US President-elect Joe Biden and Vice President-elect Kamala Harris were named "Person of the Year" 2020, awarded by Time magazine.

Time magazine published the result on its website, coinciding with the announcement of Biden and Harris' winning the award.

The magazine said - in a glance about Biden and Harris - that the selection of the former vice president and his companion broke the barrier of gender and race.

Commenting on their victory, the magazine added that America "bought what they were selling," as they won up to 81 million votes, the largest number of votes in the history of the presidential election.

Biden beat outgoing President Donald Trump by 7 million votes.

The magazine said it chose them from a list of finalists, which also included Trump.

Joe Biden - who will be inaugurated as the 46th president of the United States on January 20 - and Kamala Harris were chosen over three other competitors who reached the finals.

The competitors are: Donald Trump, the movement against racial inequality - which was sparked by the death of George Floyd in late May in Minneapolis - and Doctor Anthony Fauci and his paramedics most vulnerable to the emerging coronavirus.

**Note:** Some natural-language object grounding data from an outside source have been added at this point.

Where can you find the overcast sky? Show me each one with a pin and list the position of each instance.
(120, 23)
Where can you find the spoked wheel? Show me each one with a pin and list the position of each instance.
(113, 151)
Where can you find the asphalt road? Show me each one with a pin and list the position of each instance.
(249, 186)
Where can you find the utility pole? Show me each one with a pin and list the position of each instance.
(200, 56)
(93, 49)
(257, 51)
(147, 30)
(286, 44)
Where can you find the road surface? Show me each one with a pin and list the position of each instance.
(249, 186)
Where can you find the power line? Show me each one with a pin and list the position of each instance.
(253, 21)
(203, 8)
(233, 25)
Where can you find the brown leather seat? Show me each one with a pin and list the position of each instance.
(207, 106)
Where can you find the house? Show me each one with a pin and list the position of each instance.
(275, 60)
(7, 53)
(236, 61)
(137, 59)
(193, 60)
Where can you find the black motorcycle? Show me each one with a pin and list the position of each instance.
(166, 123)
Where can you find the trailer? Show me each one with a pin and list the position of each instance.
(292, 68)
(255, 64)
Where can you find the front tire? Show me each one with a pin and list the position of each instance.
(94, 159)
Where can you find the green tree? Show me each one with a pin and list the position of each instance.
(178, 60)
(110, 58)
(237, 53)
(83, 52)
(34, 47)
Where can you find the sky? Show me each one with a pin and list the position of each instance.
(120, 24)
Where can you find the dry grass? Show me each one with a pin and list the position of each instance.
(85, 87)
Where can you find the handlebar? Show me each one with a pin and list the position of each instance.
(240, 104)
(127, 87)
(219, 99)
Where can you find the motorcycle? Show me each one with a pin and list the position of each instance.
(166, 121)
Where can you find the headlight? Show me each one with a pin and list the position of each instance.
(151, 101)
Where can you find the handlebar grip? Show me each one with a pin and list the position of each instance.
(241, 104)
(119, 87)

A photo chosen by Reuters as the best photo for 2020 shows Biden (center), to his right, Harris celebrating their election victory (Reuters)

The smallest figure

And in 2019, the Swedish climate activist magazine Greta Thunberg, at the age of 16, chose to become the youngest person to receive this title, which the magazine has awarded since 1927.

The magazine cover featured a picture of Joe Biden, 78, and Kamala Harris, 56, under the headline "Changing America's History."

"In order to change America's history and show that the forces of compassion are greater than the forces of division, and to provide a vision of healing in a sad world, Joe Biden and Kamala Harris are the character of 2020," the magazine wrote.

It is reported that Kamala Davy Harris, the daughter of immigrants: an Indian mother and father from Jamaica, came to the White House 55 years after the repeal of laws that deprived African Americans of the right to vote.